"My grandmother was a holy woman." YO-TIS said this with a tone that made it clear, "Holy" is not a word to be used casually. "I was raised in the Greek Orthodox Church by my grandmother." In this way, she introduced me to my Greek heritage, tradition and to music." It would take more talking, listening, and connecting on my part to fully get what he meant by "tradition," for one would not describe him as traditional. But the music part I clearly understood.-
Panayotis, as his grandmother calls him, was given his first guitar at age seven by that Holy woman, and so began his exploration of music as the most universal of all languages. His young ears were fed by church going and the music scene of the late 1970's: Kyrie eleison in the morning, Led Zeppelin the evening. Unlike today, when too many bands sound like having the sound de jour is more valued than is real music art.
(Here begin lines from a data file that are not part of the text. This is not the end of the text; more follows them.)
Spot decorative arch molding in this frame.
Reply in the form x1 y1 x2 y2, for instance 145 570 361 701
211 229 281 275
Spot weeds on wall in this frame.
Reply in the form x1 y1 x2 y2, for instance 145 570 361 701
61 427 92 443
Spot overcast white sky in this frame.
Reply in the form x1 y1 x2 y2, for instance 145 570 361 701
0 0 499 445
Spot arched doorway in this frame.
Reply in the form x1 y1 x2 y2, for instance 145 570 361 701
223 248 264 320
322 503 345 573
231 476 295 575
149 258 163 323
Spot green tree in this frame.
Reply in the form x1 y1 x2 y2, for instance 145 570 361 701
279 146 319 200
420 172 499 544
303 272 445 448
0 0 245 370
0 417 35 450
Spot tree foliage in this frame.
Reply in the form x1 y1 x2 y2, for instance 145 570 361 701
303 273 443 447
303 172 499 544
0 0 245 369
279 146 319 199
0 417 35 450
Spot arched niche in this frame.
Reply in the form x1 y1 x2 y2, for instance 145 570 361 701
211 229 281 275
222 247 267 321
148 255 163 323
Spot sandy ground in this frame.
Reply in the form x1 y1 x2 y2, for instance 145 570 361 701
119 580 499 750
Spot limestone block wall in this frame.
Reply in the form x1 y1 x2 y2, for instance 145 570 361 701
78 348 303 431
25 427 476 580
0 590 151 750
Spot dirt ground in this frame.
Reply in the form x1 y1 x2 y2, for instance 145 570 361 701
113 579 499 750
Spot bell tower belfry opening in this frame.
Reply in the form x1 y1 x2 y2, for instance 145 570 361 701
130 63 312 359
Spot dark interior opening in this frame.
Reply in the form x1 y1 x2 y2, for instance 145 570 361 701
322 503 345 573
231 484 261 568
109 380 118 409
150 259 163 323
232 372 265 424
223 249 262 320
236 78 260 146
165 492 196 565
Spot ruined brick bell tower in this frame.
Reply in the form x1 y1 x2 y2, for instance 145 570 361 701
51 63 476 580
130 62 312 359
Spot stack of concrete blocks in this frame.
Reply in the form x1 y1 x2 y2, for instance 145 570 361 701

Yo-tis sought to learn and hone his craft through self-study, listening rather than hurriedly imitating. By the time he began performing in bands of his youth , he had earned the reputation of being a musician's musician. Perhaps this was because, despite his energy, he did not just hurl a barrage of notes and licks at this listeners, but sought to communicate what he experienced in his other circles with whatever circle was then present. His unique style resulted from the intersection of these already expanding circles.
During the 2000's, he was part of an alternative pop band. Poised for commercial music success, they had the opportunity to tour with several "arena" level pop acts.
But while such a chance would be the pinnacle to many a musician, Yo-tis was uncomfortable with the prospect of being categorized in a genre, and he does not offer many stories from this time. Those he does are quickly passed over as he enthusiastically tells me about his performing with "master musicians" (as he calls them) in Greece. He is clearly in awe of these men, who have passed their craft from generation to generation, keeping ancient tradition (I am beginning to see the connections) not just alive but vibrant, and growing.
Yo-tis has been lucky enough to travel extensively - and always with his guitar in tow. "During my travels in Egypt, I met regularly with a group of musicians. I didn't know their spoken language, and they didn't know mine. But at the end of the day we would express what had happened and how we had felt. We didn't need language in order to communicate." Yotis told me this story rather matter-of-factly, but this brief glimpse illuminated much, and it was the key to understanding what he wanted to get across to me. I have known of Yo-tis musicianship for some time; have known firsthand his technical mastery of his instrument, have known how deep is the well of his creativity. But, I had always credited these to the wide variety of his influences and listening tastes. I had only accounted for the "what" of his influences. This remark about his travels in Egypt made clear the "why."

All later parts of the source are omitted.